Monopol na prawa jazdy.... |
Informacja pochodzi ze strony: http://miasta.gazeta.pl/krakow/1,35821,2395518.html
Pół miliona złotych rocznie za wadliwy
system komputerowy? Na oprogramowaniu wojewódzkich ośrodków
ruchu drogowego zarabia Instytutu Transportu Samochodowego i
prywatna firma jego pracownika. Luki w systemie bada już krakowska
prokuratura. ITS to monopolista. Z jego usług informatycznych muszą
korzystać wszystkie WORD-y w kraju (ponad 50). System opracował
informatyk ITS (przedstawiciele instytutu nie chcą zdradzić
szczegółów jego zatrudnienia), a bezpłatny w założeniu
program kosztuje prawie 3 tys. zł kwartalnie. W Krakowie system się
sypie, blokując często pracę ośrodka. Na jego naprawach
zarabia... firma twórcy "bezpłatnego" programu.
Programy komputerowe w WORD-ach służą do ewidencji zdających
oraz do egzaminów teoretycznych. - Kiedy objąłem stanowisko,
zrozumiałem, że nie jestem stanie mieć pełnej kontroli nad tym
systemem. Do tego umowa z ITS nie pozwalała skutecznie wyegzekwować jego
poprawy - zaznacza wicedyrektor Małopolskiego Ośrodka Ruchu
Drogowego Krzysztof Kuczmański. Pierwsze protesty dyrektorów
WORD-ów zaczęły się tuż po wprowadzeniu systemu komputerowego
ITS, ale ich skutki były mizerne. Wróciły po zmianie zarządu
MORD w Krakowie. - Przejrzeliśmy stare umowy. Najdziwniejsze, że
choć nasz ośrodek kontrakt podpisywał z ITS, jako serwisant faktury
wystawiała prywatna firma. Jej pracownik jest nawet wymieniony w
treści umowy! - podkreślają Artur Then (dyrektor MORD) i Krzysztof
Kuczmański. Prywatna firma serwisowa, która zarabia na naprawach,
to Jacksoft.

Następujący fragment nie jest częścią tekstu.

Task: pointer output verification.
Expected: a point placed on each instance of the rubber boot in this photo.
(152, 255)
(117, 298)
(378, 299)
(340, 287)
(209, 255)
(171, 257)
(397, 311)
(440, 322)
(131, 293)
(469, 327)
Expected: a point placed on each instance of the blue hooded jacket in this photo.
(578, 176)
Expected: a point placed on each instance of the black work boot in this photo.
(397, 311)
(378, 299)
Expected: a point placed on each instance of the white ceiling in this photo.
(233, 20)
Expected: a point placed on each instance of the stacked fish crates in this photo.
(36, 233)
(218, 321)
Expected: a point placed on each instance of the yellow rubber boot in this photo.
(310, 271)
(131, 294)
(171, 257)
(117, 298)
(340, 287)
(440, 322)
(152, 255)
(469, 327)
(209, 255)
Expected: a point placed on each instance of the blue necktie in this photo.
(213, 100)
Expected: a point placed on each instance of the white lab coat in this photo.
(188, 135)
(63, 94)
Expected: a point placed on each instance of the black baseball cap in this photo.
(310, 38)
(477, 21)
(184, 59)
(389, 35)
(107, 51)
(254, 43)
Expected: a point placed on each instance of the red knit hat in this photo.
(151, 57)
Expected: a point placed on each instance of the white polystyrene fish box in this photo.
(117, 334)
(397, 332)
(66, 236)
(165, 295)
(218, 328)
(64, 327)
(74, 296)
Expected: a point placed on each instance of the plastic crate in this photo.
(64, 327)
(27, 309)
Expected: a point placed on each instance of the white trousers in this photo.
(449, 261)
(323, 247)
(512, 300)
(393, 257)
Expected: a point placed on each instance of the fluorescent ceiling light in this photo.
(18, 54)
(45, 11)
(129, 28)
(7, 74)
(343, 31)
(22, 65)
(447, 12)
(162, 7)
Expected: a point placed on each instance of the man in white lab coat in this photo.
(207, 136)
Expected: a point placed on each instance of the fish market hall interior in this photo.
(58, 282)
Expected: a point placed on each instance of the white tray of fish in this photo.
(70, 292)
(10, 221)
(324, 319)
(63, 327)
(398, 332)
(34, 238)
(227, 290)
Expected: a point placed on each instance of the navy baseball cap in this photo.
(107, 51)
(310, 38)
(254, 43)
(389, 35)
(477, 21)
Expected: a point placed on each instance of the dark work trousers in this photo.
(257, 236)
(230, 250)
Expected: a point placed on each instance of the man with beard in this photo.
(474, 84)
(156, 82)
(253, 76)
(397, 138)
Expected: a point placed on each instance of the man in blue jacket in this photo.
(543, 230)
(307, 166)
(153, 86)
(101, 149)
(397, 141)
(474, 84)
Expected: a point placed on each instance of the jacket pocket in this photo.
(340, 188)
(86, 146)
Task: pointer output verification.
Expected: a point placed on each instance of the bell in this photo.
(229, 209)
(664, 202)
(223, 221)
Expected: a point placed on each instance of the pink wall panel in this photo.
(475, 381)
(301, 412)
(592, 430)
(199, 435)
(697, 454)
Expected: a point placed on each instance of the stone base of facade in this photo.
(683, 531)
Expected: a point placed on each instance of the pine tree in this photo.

Należy do Jacka Owczarka, którego na co dzień można
spotkać w ITS i który jest autorem systemu. - W praktyce więc Owczarek
jeździ po kraju i odpłatnie naprawia swój własny program! Nie
sposób doprosić się jego wizyty. A zgodnie z umowę, którą zastaliśmy
w MORD, nie wolno nam samodzielnie robić zmian w programie -
zaznacza Kuczmański. Umowa, którą ITS podpisał z WORD-ami, przewidywała
w prawdzie, że system jest bezpłatny, jednak jego obowiązkowa
"konserwacja" kosztuje każdy z ośrodków 2843 zł kwartalnie.
Do tego za poprawki trzeba płacić ekstra, po tysiąc, półtora
tysiąca złotych. Faktury za naprawy i "udoskonalenia"wystawia
Jacksoft. A wad systemu jest sporo. Dyrektorzy wymieniają m.in. błędy
w terminach rejestracji na egzamin (inny termin widnieje w
komputerze, inny na zaświadczeniu dla zdającego), kłopoty z bazą danych
(według systemu instruktorzy z ważną licencją nie mają uprawnień
do szkolenia kierowców) i negatywne rejestrowanie wyniku egzaminu,
w którym zdający poprawnie odpowiedział na wszystkie pytania.
Najpoważniejsze uchybienia bada jednak krakowska prokuratura: do
niedawna w MORD można było załatwić sobie błyskawiczny egzamin
na prawo jazdy. Za łapówkę. Pracownicy ośrodka ruchu drogowego
znaleźli lukę w programie, która na to pozwalała - proceder
wykryło nowe kierownictwo ośrodka. Śledztwo (po doniesieniu Artura
Thena) już wszczęto. Co o programie mówi Instytut? Dlaczego krocie
zarabia na nim prywatna osoba? Szef Zakładu Organizacji i Informatyki
ITS Bogusław Madej nie chciał rozmawiać z "Gazetą" . Kiedy
zadzwoniliśmy do Jacka Owczarka, odesłał nas do rzecznika prasowego.
- Słyszałem, że system jest chwalony... Resztę muszę sprawdzić
- mówił nam przed prawie miesiącem rzecznik ITS Jerzy Pomianowski.
Do dziś czekamy na szczegóły. Kraków postanowił renegocjować
umowę z ITS. Kuczmański i Then przekonują polskie WORD-y do
oficjalnego wystąpienia przeciw ITS. Po interwencjach krakowskiego ośrodka
interpelację do ministra infrastruktury w sprawie nieprawidłowości
w ITS przygotowuje poseł PO Tadeusz Jarmuziewicz.